The animation image mode is used for short videos, known as animations. In this mode, only one layer is displayed at a time, one after the other, after a duration of time dictated by the frame delay layer attribute. It is analogous to the way an artist can draw a slightly different figure on each page of a pad of paper so that when you flip between sheets rapidly, the drawing appears to move. This mode includes a sub-mode for onion-skin animation.

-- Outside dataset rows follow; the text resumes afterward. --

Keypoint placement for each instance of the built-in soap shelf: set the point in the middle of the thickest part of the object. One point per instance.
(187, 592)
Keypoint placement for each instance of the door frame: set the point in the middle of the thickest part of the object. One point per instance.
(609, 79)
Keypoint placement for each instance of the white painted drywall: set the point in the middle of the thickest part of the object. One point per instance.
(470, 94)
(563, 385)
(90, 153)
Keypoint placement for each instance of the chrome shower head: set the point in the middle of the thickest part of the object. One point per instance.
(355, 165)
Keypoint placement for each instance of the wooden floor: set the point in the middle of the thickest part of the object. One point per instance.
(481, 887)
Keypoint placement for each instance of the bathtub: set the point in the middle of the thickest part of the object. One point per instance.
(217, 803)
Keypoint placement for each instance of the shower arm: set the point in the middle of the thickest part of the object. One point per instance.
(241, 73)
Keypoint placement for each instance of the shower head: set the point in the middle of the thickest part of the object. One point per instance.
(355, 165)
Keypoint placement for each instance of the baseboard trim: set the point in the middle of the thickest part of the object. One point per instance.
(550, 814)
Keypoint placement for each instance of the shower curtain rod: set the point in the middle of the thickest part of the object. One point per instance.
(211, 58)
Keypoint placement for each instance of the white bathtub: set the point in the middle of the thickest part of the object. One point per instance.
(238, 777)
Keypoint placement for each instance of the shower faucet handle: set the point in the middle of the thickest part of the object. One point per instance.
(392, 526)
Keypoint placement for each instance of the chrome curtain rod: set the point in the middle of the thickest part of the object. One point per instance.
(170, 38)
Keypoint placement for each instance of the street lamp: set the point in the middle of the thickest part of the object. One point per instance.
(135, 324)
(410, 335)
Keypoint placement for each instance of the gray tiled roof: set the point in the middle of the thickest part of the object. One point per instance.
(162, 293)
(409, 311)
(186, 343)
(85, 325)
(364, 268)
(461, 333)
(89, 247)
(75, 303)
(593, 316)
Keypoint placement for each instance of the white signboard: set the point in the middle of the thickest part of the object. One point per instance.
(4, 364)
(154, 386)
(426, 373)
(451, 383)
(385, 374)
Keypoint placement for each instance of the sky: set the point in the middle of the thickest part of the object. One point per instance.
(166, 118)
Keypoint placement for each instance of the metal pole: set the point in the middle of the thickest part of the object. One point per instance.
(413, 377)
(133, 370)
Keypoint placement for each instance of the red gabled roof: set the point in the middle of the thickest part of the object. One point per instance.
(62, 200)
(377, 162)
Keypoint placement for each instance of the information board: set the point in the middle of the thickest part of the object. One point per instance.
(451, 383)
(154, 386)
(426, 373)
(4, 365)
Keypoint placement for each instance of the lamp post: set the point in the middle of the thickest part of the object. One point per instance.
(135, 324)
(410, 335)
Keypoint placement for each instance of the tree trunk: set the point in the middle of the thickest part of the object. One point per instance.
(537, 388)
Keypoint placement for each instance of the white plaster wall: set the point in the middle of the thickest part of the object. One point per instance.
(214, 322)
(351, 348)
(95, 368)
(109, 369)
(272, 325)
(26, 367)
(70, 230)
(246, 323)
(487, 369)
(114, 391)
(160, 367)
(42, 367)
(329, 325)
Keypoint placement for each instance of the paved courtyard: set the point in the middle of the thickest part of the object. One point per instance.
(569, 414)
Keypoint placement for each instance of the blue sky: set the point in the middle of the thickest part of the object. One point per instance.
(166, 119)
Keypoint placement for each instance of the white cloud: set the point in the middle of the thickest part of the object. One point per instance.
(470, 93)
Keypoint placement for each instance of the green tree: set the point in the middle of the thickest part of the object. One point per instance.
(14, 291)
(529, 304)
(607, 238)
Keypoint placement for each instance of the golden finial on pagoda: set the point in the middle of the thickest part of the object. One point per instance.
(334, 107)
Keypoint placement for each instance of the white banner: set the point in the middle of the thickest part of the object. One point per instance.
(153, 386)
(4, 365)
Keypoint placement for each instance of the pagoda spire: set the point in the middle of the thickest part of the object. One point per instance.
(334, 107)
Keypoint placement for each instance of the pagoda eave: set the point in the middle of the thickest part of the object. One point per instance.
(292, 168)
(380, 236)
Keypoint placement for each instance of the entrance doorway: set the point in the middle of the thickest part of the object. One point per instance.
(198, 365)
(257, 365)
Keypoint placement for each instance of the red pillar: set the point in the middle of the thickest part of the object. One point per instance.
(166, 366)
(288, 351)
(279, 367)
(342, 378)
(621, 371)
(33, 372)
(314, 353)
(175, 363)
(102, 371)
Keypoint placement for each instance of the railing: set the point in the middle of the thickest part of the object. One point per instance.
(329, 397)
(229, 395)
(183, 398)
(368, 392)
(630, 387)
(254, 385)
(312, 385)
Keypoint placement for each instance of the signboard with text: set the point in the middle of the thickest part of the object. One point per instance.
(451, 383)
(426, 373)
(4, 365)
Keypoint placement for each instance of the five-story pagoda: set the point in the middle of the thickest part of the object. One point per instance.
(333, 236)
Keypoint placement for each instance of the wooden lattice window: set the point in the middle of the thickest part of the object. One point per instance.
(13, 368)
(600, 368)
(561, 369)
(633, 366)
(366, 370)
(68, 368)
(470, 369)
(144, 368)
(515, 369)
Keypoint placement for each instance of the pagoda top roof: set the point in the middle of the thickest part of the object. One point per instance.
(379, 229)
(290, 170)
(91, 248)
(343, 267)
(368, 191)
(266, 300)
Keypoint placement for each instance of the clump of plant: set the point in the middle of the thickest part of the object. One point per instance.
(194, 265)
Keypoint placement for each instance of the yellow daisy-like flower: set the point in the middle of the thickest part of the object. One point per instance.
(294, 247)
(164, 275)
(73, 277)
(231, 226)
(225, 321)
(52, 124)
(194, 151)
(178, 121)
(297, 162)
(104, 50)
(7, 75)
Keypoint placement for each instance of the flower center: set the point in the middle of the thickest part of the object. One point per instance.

=== Layer attachments (metadata) ===

Chasys Draw IES can add descriptive information, such as the name and style of font used, path data, etc. to a layer. This information is called metadata, and is saved along with the layer. If the layer were to be opened for editing later, this information will be restored to facilitate easier editing.

=== File formats ===

Chasys Draw IES supports saving and loading a large number of different file formats, and support for others can be added using plug-ins. The software ships with plug-ins for over 100 different file formats, including PSD (native format for Adobe Photoshop, read and write), XCF (native format for GIMP, read and write), PDN (native format for Paint.NET, read only), CPT (native format for Corel Photo-Paint, read only), KRA (native format for Krita, read only), AFPHOTO (native format for Affinity Photo, read only), MDP (native format for Fire Alpaca), PXZ (native format for Pixlr), AWD (native format for ArtWeaver), ORA (OpenRaster interchange format) and several RAW image formats. It also supports FITS, which is the most commonly used digital file format in astronomy. The native format is Chasys Draw Image (CD5).

== Latest Changes ==

- Hyperlinks and HTML Image Maps via Mark-up tool
- Support for hyperlinks in Viewer and in preview in Artist
- File association grouping for easier management
- Improved Undo engine performance and efficiency
- Optimized rendering of adjustment layers (up to 50% faster)
- Performance throttling based on memory load in Converter
- Improved PDF file support (codec support, reliability)
- Improved PSD file support (better memory handling on save)

== Reviews ==

Reviews of Chasys Draw IES have been largely positive, with the editors at CNET download.com giving it a 5/5 star rating and saying "Chasys Draw IES Artist is a free, full-featured image editing and drawing program that does what big-box programs like Adobe Photoshop can do, with a few unique touches that set it apart and actually make it easier to use than the competition."

== Criticism ==

Chasys Draw IES has been criticized for its steep learning curve and the lack of a native CMYK mode. The lack of CMYK has been partly resolved by the addition of CMYK soft-proofing.